There was a short black skirt, something shiny, very short. I cringed but put that on as well. It had a zipper that went from hem to waistband. I thought about it for a minute; I wasn’t sure if the zipper went in the front or the back. But then I realized it didn’t matter. Either way would have the desired effect. I put it on with the zipper at the back.

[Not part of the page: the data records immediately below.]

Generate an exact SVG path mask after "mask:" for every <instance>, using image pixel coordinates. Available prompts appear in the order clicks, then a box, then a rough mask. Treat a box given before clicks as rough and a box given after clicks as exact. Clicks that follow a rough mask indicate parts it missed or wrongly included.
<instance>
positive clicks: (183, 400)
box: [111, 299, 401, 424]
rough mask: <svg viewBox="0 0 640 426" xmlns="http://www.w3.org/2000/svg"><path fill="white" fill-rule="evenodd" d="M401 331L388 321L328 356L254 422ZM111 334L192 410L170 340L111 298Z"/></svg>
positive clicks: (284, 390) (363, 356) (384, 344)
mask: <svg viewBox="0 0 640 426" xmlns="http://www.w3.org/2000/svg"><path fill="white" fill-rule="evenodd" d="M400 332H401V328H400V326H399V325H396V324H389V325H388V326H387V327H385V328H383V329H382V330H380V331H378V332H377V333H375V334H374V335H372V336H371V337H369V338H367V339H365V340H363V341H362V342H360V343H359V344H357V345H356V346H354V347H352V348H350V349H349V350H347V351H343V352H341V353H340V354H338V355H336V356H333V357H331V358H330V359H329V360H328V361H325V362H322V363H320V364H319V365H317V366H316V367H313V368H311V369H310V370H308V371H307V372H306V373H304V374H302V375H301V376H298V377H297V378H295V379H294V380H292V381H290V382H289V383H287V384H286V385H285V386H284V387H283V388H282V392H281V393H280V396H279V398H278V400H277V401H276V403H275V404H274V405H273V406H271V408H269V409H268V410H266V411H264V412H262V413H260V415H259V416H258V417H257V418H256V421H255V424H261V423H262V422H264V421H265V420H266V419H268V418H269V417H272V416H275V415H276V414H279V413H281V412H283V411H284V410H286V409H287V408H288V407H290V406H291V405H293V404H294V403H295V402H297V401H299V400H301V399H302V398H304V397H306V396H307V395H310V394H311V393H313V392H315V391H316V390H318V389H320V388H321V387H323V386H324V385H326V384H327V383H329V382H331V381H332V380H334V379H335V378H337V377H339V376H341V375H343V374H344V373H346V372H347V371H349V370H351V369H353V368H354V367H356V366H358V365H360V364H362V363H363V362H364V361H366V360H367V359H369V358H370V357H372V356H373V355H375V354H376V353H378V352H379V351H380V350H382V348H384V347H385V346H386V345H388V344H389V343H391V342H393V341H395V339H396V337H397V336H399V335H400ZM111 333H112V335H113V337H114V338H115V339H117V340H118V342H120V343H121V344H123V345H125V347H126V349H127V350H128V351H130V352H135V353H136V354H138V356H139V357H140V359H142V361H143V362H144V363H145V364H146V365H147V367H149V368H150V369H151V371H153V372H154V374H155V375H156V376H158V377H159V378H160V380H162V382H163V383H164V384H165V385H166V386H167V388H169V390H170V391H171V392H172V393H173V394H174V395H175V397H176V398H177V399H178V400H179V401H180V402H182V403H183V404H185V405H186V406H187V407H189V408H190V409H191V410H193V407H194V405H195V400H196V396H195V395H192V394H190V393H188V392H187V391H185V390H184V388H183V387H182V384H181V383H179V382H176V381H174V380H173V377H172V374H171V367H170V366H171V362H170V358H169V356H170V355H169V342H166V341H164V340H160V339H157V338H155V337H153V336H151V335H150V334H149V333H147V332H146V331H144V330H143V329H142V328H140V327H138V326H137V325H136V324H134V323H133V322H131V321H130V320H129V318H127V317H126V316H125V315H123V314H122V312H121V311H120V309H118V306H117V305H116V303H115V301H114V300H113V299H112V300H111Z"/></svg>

There were at least a dozen pairs of thigh-high stockings in the box: fishnets, lace, sheer…all black. I found a garter, figured out the straps and clips, added a pair of lace-patterned stockings.
My own shoe fetish provided a pair of black heels, ‘fuck-me pumps’ as Leslie was fond of calling them. They added at least four inches to my height and gave me the illusion of having longer, thinner legs… or I hoped they did.
I stood in front of the full-length mirror, something I rarely did. But now, I almost couldn’t walk away.
It was me, only it was more me…and in a good way. The corset pulled me in and pushed me up and out, giving the curves I had more definition. The skirt hugged my hips and ass, and somehow didn’t make them look huge.
And yes, the shoes
did make my legs look miles long. Covered in the black lace, they looked pretty damn good.
I wanted to call Jake and tell him, but I really wanted him to be surprised. While I was putting away the assortment of items I was confused about, the phone rang.
“Did you get the box? Did you find something you like?” Jake’s voice was Christmas-morning excited.
“Yes, Jake. I did. And I’m not telling you what I picked out. You’ll have to be surprised.” I was actually going to enjoy this.
“Alright. I guess I’ll have to be patient.” There was a pause, and what sounded like a resigned sigh. “I have a bit of bad news though. My board of directors has scheduled a shareholders’ meeting for next week. I’ll be out of town until early Saturday morning…the morning of our club date.”
My heart sank. “Oh.” Crap.
“I’m going to miss you, Abby, miss our dinners and talking with you.”
Miss just dinners and talking? Not miss our sessions?
“I’ll miss you too, Jake. And I’ll miss our sessions.”
“Yes, I’ll miss our sessions too. I had all kinds of devious things planned for you. But, they’ll just have to wait until after our club date.”
“When are you leaving? Can’t we have a session this weekend?” I detected a hint of panic in my voice. Where was this coming from?
“I’ll have to spend the weekend here, or at the office, prepping for the meetings. There’s some policy changes at the local and state level that’s gotten the shareholders nervous. But I don’t want to bore you with the details. It just means I’m not going to be around before the club date, except by phone.”
“Oh.” There was nothing else I could think to say. My heart was tripping along in my chest, a funny syncopated beat.
“Abby? Are you okay?” There was concern in Jake’s voice.
“Well, yes…no, I’m not sure. This is…whatever I’m feeling is a bit scary. I’m not sure how to explain it.” And I didn’t think I could explain it to myself at the moment.